That’s for sure. It’s about Oogity Boogity! Let’s read on:
The book advances well-reasoned arguments based on solid evidence about a prior problem — the origin of the cell’s information content — concerning which most scientists would concede that they know very little.
Ooooooooooh — information! Only an infinitely intelligent Designer can come up with that. Otherwise, there could be no snowflakes, crystals, or anything else with a discernible structure. We continue:
The one thing that many of these scientists think they do know for certain is that, however the cell may have originated, the process could only have involved natural (i.e., unintelligent) causes. But this conclusion is not something these scientists know from the evidence.
Hey — that’s a brilliant point! It’s stupid to look for evidence when you don’t already know that it exists. Here’s more:
For a long time, it has been the rule in evolutionary science that, if the evidence does not support a fully naturalistic theory about both the origin of life and its subsequent development, then there must be something wrong with the evidence rather than with the theory or its underlying philosophy.
You have to read that more than once to understand what Johnson is saying. When he says what he imagines scientists to be thinking, that “there must be something wrong with the evidence,” he’s mischaracterizing (deliberately?) what’s really happening. He’s suggesting that scientists toss out the evidence. No, but that’s what creationists do. The “something wrong” that a scientist might think is nothing more than a realization that the evidence he’s working with is incomplete. That’s why scientists do research.
The scientific approach to the world has a long and spectacular history of success, but (as we understand it) Johnson prefers that when our evidence doesn’t yet provide a full understanding, it’s not because the evidence is incomplete. Thinking that way is a philosophical error! It really means that there’s something wrong with the “underlying philosophy” of science. Those familiar with the Wedge Strategy know what Johnson’s philosophical solution is. He wants to “replace materialistic explanations with the theistic understanding that nature and human beings are created by God.”
The profoundly biased scientific and intellectual context into which Signature in the Cell was introduced is as important and fascinating a subject as Meyers’ book itself.

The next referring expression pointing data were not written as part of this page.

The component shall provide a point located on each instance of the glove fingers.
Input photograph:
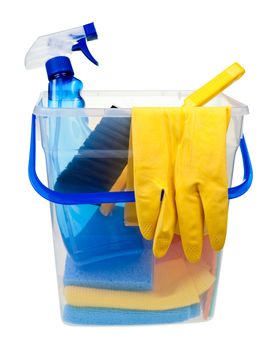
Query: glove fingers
(148, 207)
(191, 223)
(165, 226)
(215, 204)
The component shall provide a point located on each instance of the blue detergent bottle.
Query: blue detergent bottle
(87, 235)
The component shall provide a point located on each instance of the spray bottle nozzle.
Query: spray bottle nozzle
(61, 44)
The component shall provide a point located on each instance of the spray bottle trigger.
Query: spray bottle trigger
(82, 46)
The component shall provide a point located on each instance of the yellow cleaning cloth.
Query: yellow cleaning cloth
(176, 284)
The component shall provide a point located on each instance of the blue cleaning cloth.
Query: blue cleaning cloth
(101, 316)
(130, 272)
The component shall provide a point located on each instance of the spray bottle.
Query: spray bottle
(62, 136)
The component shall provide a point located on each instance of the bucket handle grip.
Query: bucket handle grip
(116, 197)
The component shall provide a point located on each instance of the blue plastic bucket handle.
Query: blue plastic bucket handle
(116, 197)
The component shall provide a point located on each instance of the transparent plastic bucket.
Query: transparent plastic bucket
(106, 271)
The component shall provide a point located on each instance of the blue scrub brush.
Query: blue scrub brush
(87, 172)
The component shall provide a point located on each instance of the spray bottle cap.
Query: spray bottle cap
(61, 44)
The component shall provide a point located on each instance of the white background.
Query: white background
(142, 45)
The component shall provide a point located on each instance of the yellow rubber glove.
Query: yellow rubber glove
(154, 150)
(201, 178)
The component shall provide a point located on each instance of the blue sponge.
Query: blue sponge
(130, 272)
(101, 316)
(89, 236)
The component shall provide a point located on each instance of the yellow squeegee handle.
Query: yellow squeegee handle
(215, 86)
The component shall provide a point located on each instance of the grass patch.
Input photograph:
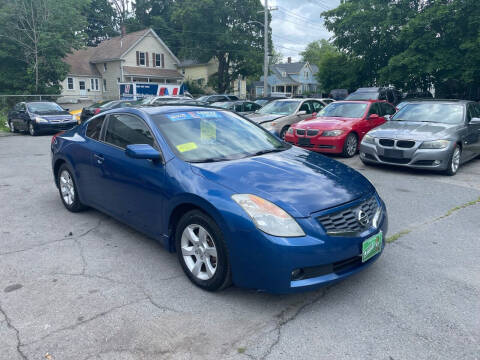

That “profoundly biased scientific and intellectual context” Johnson complains about is nothing less than the methodology of science itself. He’s right, of course. Any book that promotes Oogity Boogity! as a replacement for science is going to encounter that same kind of “bias.”
Johnson then praises a volume that collects a bunch of Discoveroid responses to the critics of Meyers’ book, after which he says:
What I hope readers of these two books [Meyers’ book and the Discoveroids’ responses to criticism] will appreciate is that conflicting scientific claims can only be properly adjudicated by impartially investigating the evidence, and not by excluding an important claim because of an a priori philosophical bias, such as by incorporating the opposing claim into the definition of “science.”
Again, that requires some re-reading. Johnson speaks of “conflicting scientific claims,” thus putting Oogity Boogity! on the same level as genuine science. He refers to “excluding an important claim” (the important claim being creationism) as being “because of an a priori philosophical bias.” And what is that bias? It’s considering science to be science, and pseudo-science to be outside the definition of science. That’s Johnson’s big beef. No one takes Oogity Boogity! seriously, and it’s only because of “bias.”
When will this cruel discrimination end? Hopefully it will never end. That means Johnson will go on muttering the line we vaguely recall (but can’t locate) from an old James Cagney gangster movie, spoken when a bitter ex-con complained about how society treated him — no one would give an ex-con a break.
Maybe you remember the movie. Cagney summed up his situation and said: “It’s a dirty rotten shame!” That must be how the Discoveroids feel.